Zurück daheim hab ich mich dann auch gleich auf den Weg gemacht zu „The Big W“, wo ich vor einigen Tagen schon mal nach Rädern geschaut hatte. Bevor ich jedoch eines der ausgestellten Räder mitnehmen wollte, hab ich nach Helmen gesucht, welche wie schon erwähnt Pflicht in Australien sind. Es gab eine große Palette an verschiedenen Modellen, die für mich bis auf die Farbe alle gleich aussahen. Ich hab dann den zweitgünstigsten mal aufgesetzt, und er passte, soviel dazu. Der Helm hat $20 gekostet. Danach wollte ich mir noch ein Schloss kaufen, denn auch hier sind Räder ohne nicht sicher. Zuerst hab ich nach Bügelschlössern gesucht, welche es aber nicht gab, deshalb hab ich mich für ein sehr dickes Kabelschloss für ebenfalls $20 entschlossen. Dann ging es aber endlich daran das richtige Fahrrad auszusuchen. Sie hatten ca. 5 verschiedene Herren-Modelle zur Auswahl, angefangen bei $159 bis hin zu $430. Das günstigste Modell sah auf den ersten Blick ganz vernünftig aus, aber das nächst teurere Fahrrad hatte einen ergonomischen Lenker und sollte nur $70 mehr kosten, außerdem war es eine bekanntere Marke, nämlich Dunlop. Für dieses Rad hab ich mich dann auch schließlich entschieden, und es sollte $230 kosten. Wenn ich mir den Preis meiner bisherigen Fahrräder ansehe ist das richtig billig, ob das Fahrrad letztendlich etwas taugt wird sich noch herausstellen, aber ich brauche es ja auch nur für ein knappes halbes Jahr. Nachdem mir ein freundlicher Verkäufer das letzte Ausstellungsstück aus der Verankerung geholt hatte, bin ich dann vollbeladen zur Kasse gerollt oder vielmehr geschoben. Dort angekommen hab ich dann zum ersten mal mit meiner Kreditkarte bezahlt, weil ich nicht genug Bargeld dabei hatte. In Deutschland ist es ja mehr verbreitet mit der EC-Karte zu bezahlen, hier bezahlt man öfter mit Kreditkarte oder auch mit der Geldkarte, die in Deutschland ja nicht wirklich benutzt wird, obwohl sie fast jeder hat. Den Weg zurück musste ich das Rad noch schieben, weil ich die Größe erst noch richtig einstellen muss, im Augenblick ist das Fahrrad mehr für Zwerge voreingestellt, aber durch die vielen Asiaten ist die Durchschnittsgröße hier auch nicht so groß wie bei uns. Das wollte ich aber erst später machen, weil ich kein Werkzeug hier hatte.

Nach dem Abendessen war ich noch kurz bei Kaz, um Adressen und Telefonnummern mit ihm auszutauschen, weil ich ja morgen ausziehen werde.
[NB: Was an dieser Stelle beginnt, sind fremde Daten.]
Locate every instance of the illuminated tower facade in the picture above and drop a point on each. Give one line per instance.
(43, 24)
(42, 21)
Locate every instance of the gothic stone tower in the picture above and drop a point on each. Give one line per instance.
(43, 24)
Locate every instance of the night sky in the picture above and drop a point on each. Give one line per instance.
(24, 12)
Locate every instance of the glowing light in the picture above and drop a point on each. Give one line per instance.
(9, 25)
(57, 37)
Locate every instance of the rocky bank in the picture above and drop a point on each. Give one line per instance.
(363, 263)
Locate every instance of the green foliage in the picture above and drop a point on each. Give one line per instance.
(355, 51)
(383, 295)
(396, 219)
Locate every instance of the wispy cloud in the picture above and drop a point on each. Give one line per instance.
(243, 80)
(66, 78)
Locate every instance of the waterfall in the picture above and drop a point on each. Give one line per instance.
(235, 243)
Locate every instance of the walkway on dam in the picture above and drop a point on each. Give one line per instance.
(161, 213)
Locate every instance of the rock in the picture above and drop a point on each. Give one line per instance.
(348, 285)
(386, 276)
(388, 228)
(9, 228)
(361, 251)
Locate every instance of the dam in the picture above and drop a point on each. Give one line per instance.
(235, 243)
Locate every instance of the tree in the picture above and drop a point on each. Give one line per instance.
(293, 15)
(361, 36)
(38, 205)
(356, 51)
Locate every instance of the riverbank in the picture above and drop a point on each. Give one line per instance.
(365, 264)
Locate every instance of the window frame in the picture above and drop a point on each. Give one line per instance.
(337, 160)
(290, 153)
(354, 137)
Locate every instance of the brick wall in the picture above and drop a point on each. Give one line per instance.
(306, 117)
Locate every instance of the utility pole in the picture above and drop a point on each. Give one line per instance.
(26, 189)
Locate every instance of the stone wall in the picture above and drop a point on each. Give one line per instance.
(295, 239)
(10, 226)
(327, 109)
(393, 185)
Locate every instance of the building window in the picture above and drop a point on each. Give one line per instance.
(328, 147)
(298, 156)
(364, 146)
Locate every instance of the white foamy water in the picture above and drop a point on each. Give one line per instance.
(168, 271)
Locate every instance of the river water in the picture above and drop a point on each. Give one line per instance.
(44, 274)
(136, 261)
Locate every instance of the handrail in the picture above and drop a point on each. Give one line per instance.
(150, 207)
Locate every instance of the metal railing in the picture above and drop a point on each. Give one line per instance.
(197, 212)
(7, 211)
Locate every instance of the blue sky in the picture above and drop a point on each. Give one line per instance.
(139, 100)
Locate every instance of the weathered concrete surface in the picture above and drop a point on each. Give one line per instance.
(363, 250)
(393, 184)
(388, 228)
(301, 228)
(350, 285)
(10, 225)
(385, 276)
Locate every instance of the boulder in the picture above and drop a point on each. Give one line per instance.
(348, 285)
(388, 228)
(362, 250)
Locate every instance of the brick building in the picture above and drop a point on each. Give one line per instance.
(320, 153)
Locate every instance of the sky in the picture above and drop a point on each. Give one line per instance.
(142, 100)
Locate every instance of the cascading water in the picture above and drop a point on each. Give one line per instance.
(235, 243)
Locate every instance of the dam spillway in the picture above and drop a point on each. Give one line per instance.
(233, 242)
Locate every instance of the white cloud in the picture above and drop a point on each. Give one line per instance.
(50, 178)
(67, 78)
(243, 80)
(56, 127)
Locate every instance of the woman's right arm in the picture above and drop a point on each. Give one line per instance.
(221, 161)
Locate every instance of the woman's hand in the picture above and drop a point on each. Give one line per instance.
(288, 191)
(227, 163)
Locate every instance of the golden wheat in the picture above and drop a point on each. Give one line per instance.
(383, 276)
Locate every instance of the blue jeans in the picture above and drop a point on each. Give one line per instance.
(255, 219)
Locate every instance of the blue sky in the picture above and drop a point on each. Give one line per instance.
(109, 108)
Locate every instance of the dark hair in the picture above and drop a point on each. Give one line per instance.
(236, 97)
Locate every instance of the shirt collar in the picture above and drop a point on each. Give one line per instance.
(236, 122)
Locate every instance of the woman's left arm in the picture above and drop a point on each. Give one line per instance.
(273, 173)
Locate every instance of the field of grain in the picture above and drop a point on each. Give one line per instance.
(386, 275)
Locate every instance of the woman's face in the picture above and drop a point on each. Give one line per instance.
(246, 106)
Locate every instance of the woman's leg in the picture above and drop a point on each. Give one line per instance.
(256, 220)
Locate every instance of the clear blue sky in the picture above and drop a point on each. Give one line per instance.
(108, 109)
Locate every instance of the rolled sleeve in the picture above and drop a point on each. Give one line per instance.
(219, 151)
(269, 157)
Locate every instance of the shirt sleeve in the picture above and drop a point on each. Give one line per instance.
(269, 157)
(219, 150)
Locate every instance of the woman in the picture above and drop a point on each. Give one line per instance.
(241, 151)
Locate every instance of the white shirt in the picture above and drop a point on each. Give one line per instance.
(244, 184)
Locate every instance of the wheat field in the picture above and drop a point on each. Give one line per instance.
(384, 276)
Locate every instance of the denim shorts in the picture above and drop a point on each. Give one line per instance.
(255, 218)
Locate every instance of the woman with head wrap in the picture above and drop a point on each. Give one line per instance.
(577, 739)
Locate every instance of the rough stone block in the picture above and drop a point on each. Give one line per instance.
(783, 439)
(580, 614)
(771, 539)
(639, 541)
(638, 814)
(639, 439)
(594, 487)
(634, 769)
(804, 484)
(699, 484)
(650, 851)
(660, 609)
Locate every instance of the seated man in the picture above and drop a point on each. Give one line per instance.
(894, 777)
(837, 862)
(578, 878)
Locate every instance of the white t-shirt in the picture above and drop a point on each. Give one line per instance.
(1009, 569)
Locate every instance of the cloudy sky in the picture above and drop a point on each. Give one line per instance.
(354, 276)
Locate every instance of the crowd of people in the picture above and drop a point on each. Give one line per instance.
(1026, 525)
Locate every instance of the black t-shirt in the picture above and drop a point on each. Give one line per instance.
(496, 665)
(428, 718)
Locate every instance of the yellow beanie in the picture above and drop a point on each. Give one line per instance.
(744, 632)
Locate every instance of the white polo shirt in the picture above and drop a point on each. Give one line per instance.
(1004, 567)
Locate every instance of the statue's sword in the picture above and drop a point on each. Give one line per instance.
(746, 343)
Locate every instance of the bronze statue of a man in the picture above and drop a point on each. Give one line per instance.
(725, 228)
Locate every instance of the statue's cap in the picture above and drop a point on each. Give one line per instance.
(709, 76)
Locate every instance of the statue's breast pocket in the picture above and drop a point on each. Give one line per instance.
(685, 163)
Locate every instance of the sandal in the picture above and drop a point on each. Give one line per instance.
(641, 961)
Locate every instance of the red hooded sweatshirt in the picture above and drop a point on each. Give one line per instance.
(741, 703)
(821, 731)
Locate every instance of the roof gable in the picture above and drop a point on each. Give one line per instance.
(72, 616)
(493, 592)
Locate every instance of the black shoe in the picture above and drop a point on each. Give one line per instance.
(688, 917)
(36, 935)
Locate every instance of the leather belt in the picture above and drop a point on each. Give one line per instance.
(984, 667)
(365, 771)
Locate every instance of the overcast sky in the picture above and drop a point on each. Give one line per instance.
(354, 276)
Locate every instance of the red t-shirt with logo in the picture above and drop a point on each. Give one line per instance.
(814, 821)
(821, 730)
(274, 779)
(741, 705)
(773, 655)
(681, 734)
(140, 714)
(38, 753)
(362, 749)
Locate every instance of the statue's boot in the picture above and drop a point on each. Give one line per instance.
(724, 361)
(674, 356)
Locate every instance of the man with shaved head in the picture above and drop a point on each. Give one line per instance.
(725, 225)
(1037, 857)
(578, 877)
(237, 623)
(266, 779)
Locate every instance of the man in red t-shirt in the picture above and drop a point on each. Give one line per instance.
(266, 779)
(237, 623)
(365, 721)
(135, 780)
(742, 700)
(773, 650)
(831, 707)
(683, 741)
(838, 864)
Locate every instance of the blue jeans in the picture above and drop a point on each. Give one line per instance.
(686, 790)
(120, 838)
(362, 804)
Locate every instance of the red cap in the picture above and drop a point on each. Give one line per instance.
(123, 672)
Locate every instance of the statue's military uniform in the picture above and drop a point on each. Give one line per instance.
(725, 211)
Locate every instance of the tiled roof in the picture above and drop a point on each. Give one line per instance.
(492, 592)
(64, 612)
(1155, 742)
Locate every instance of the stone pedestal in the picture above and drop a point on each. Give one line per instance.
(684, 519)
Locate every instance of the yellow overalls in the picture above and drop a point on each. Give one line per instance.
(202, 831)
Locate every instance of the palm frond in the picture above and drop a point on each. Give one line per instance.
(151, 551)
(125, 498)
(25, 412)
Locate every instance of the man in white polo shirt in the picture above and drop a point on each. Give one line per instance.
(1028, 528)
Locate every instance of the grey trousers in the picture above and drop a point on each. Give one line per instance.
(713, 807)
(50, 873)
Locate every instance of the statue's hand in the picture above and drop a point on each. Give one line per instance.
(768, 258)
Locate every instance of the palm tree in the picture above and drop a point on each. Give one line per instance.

Kaz kommt aus Japan und heißt mit vollen Namen Kazayuki. Er ist mit 35 Jahren bestimmt einer der ältesten Studenten hier und studiert Buchhaltung. Er hat schon jede Menge mitgemacht in seinem bisherigen Leben, bevor er nämlich angefangen hat, hier zu studieren, hat er zehn Jahre lange in einer relativ gehobenen Position für eine große japanische Bank gearbeitet. Im diesem Rahmen war er unter anderem für mehrere Jahre in Argentinien und auch in Seattle. Ich finde es schon erstaunlich, dass man sich dann noch einmal aufraffen kann, um studieren zu gehen, aber er hat noch hohe Ziele.

Auf dem Rückweg zu meinem Zimmer ist mir James noch über den Weg gelaufen, er ist PHD Student, und beschäftigt sich wie ich mit der Elektrotechnik, jedoch im Elektronikbereich. James konnte mir aber bei meinem Problem mit dem Werkzeug weiterhelfen, denn er hatte einen kleinen Werkzeugkoffer in seinem Zimmer, welchen er mir leihen konnte. So konnte ich dann auch noch heute mein Fahrrad richtig einstellen und eine kleine Runde über den Campus drehen, mehr war leider nicht drin, weil die vorgeschriebene Beleuchtungsanlage nicht serienmäßig bei dem Rad dabei war, ich muss mir in den nächsten Tagen also noch Licht kaufen. Auf dem Campus ist das aber egal, und somit konnte ich das erste mal seit vier Wochen wieder in die Pedale treten, ein herrliches Gefühl, und nach einigem probieren hatte ich auch die richtige Sattelhöhe gefunden. Ich glaube ich werde noch viel Freude an diesem Rad haben. Gleich will ich vielleicht noch eine weitere Runde mit meinem Zimmernachbarn Phil drehen, der auch einer der wenigen ist, die hier ein Rad haben.

So jetzt bin ich wieder zurück von meiner Tour mit Phil. Im nachhinein muss ich sagen ich hatte viele interessante Gespräche heute, auch mit Phil hab ich mich die Tour über gut unterhalten, er studiert hier Physik. Tage wie dieser kommen hoffentlich noch häufiger, dann vergisst man auch sein Heimweh.